Udders? Sure, and warm eggs in nests...
But never real women.
His head was just swimmin'
When he stammered, "I'll get you some vests!"
--- Anon

The brash daughters of Tash of Tashkent
Got secured by that gent with cement.
He could safely then bellow
At any sore fellow,
Who went from their tent looking bent.
--- David A Brooks Q

A popular girl is Miss Cholmondeley,
She's youthful, attractive, and comely,
And never objects
To suggestions of sex,
But simply cooperates dumbly.
--- Jim Weaver Collection

A gal with real mammary glamour
Caused an unhappy fellow to stammer,
"Though I'm hot for her tail
And would pay without fail,
She ups and says NO, da-da-damn her!"
--- Grand Prix Lim 354

A woman at work who's called Barbara
Goes plying the nightlife of Scarborough;
If she turns up in pink,
She gets fucked to the brink;
If in black then life dealt her a Yarborough.

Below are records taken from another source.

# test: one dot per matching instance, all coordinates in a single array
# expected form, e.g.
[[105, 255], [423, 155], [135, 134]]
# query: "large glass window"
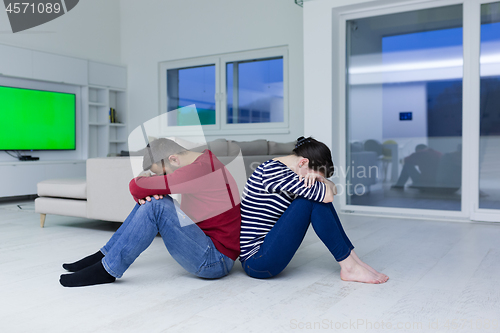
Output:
[[404, 109], [255, 91], [489, 151], [230, 91]]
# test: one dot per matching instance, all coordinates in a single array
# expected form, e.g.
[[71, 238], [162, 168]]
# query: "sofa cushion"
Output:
[[251, 148], [281, 148], [75, 188]]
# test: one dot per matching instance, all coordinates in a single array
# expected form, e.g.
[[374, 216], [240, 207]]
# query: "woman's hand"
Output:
[[148, 198], [311, 178]]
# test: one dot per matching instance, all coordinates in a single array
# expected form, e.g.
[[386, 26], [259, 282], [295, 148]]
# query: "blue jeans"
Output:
[[184, 240], [281, 243]]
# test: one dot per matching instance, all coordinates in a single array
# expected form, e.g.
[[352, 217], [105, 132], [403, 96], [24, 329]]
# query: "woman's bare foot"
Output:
[[351, 270], [365, 265]]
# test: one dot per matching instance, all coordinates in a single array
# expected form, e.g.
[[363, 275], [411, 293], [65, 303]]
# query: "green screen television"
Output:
[[37, 120]]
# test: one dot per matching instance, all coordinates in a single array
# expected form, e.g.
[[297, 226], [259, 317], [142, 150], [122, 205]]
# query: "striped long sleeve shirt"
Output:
[[267, 194]]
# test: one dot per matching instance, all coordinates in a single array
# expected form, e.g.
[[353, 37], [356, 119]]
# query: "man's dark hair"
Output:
[[158, 150], [318, 154]]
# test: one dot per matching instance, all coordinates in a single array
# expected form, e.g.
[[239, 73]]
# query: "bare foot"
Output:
[[368, 267], [358, 273]]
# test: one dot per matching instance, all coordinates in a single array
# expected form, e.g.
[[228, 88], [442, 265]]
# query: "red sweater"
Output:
[[210, 198]]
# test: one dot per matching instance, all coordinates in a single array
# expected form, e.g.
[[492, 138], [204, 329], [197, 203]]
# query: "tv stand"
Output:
[[28, 158]]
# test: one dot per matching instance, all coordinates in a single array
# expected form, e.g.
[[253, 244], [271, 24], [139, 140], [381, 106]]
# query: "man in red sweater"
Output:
[[202, 235]]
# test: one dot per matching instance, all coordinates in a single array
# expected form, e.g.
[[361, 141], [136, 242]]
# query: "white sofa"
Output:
[[104, 194]]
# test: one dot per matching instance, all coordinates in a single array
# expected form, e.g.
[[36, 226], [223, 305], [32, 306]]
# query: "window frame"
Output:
[[221, 126]]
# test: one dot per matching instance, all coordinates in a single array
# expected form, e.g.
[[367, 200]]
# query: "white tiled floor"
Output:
[[440, 273]]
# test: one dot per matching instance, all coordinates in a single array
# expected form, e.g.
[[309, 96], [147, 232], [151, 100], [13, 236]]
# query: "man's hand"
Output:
[[148, 198], [311, 178]]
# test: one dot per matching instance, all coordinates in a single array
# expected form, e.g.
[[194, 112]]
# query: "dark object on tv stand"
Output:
[[28, 158]]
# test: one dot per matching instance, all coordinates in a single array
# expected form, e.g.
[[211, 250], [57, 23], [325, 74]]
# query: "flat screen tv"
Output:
[[37, 120]]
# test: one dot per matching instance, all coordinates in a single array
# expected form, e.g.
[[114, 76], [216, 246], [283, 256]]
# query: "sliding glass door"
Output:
[[489, 122], [404, 109], [422, 109]]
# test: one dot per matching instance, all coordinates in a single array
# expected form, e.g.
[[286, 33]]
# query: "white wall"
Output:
[[91, 30], [159, 31]]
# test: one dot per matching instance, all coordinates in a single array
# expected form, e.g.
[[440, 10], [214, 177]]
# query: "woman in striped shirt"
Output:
[[280, 199]]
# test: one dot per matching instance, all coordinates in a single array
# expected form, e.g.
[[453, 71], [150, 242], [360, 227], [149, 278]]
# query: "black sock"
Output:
[[84, 263], [95, 274]]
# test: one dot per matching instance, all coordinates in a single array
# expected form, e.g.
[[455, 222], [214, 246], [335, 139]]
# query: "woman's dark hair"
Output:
[[318, 154]]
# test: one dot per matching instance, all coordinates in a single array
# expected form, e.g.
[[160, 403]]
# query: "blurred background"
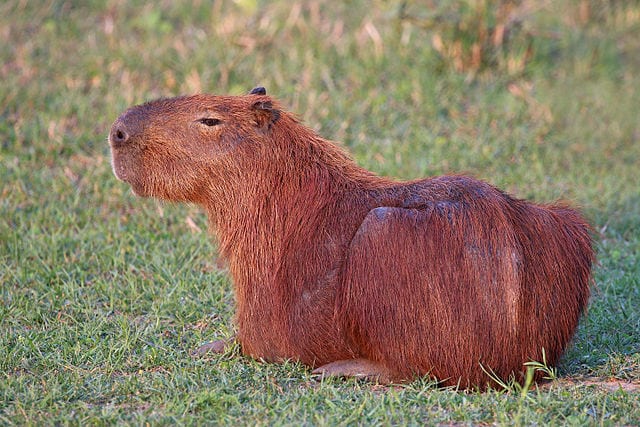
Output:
[[537, 97]]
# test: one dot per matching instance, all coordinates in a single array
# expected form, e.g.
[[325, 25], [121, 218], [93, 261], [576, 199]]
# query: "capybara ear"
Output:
[[259, 90], [264, 113]]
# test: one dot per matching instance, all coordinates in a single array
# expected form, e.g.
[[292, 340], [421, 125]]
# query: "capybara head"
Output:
[[164, 148]]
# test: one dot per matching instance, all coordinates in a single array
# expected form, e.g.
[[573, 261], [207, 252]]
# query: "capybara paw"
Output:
[[357, 368], [217, 346]]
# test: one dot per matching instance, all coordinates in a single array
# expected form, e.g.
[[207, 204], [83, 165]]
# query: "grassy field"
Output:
[[103, 295]]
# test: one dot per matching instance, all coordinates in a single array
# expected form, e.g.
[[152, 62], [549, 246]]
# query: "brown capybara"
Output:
[[351, 273]]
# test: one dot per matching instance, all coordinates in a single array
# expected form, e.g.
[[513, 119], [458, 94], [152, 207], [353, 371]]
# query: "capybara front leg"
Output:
[[357, 368], [217, 346]]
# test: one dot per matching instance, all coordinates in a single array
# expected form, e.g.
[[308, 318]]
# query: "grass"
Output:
[[104, 295]]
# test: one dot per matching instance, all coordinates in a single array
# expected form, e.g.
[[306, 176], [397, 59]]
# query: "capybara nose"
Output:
[[119, 135]]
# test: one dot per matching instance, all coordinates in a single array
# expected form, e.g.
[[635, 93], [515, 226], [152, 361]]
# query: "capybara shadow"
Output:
[[355, 274]]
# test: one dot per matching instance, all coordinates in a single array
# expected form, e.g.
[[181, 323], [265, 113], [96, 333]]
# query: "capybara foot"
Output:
[[217, 346], [357, 368]]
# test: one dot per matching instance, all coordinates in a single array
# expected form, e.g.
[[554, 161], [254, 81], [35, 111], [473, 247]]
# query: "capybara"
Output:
[[355, 274]]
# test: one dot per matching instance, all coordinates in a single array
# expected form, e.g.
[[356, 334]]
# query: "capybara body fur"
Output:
[[351, 273]]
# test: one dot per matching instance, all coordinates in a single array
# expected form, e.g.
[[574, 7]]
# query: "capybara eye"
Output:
[[209, 121]]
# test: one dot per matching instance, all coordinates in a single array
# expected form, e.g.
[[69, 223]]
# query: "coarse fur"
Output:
[[356, 274]]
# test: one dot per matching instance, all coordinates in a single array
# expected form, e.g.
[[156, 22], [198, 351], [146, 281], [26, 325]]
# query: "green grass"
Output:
[[103, 295]]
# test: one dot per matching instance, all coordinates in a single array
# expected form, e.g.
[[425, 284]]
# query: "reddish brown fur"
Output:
[[441, 276]]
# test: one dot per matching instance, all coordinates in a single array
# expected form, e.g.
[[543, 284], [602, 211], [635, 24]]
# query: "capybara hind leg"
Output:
[[218, 346], [358, 368]]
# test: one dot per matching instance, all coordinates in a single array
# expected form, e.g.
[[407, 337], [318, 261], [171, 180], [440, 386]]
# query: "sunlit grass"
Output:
[[104, 295]]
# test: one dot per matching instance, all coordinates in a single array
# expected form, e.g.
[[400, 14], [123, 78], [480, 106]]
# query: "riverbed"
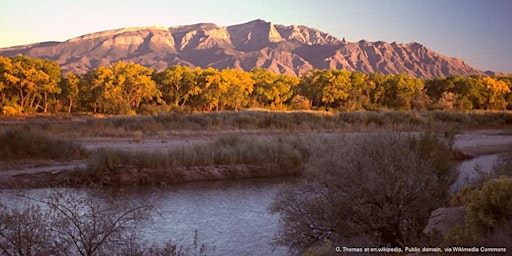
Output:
[[231, 217]]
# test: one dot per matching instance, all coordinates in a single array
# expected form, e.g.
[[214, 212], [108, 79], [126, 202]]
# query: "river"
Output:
[[230, 216]]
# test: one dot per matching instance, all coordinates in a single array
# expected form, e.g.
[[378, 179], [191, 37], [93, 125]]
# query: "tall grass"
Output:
[[19, 143], [124, 126], [286, 153]]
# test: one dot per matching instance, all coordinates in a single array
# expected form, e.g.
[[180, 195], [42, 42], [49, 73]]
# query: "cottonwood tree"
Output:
[[365, 190]]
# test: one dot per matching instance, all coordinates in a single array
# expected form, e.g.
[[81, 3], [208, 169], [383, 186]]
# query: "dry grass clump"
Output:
[[287, 153], [124, 126], [19, 143]]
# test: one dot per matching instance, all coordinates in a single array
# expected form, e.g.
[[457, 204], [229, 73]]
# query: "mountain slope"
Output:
[[281, 49]]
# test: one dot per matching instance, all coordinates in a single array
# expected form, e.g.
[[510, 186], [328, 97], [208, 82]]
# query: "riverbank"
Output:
[[171, 149]]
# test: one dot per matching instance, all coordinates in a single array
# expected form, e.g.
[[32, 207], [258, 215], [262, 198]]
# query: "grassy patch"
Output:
[[283, 153], [19, 143]]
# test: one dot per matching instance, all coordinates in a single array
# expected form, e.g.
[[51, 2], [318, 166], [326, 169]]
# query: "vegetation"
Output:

(bad bridge hand - no points)
--- Tiddy Ogg

If appareled in scarlet, she's headed,
She knows, towards being well-bedded.
She lives for a swive;
But at age fifty-five,
As glance from this Gorgon is dreaded.
--- Tiddy Ogg

The last cunt I had that was tight,
Was on that memorable night
That I left Junior High,
And I'd say with a sigh,
That was one girl who did it just right.
--- John Miller

Said Lenny to Penny and Jenny,
"Why is it you won't give me any?"
Said Jenny and Penny,
"We're doing too many,
Like Denny and Kenny and Benny."
--- Tiddy Ogg

A pious young lass named Veronica
Would play horas on the harmonica;
But spell "hora" right
Or you'll be in a fight,
For her screwing is free during Channukah.
--- Isaac Asimov

Said an amateur hooker of Broadway,
"Though I'm happy to make it the mod way,
I would like to begin
An original sin --
Or at least to invent a new odd way."
--- Keith MacMillan A085B

When a virile man drops in to call,
He ends up in bed with Mae Hall...
As we heard the gal tell it,
She knows she could sell it,
But what's fifty bucks after all?
--- Grand Prix Lim 57

A girl with a lisp came from Drax,
And said, "Thwains theduce me with thnackth.
Jutht a Thinickerth or Marth,
Or any thweet thugar barth,
Mean I thwifly thed thweater and thlackth."
--- Tiddy Ogg

The only girl sailor, Ms Hughes,
Told crewmen of good and bad news.
"The bad is the info
That I'm not a nympho.
The good is: I'll fuck for some booze."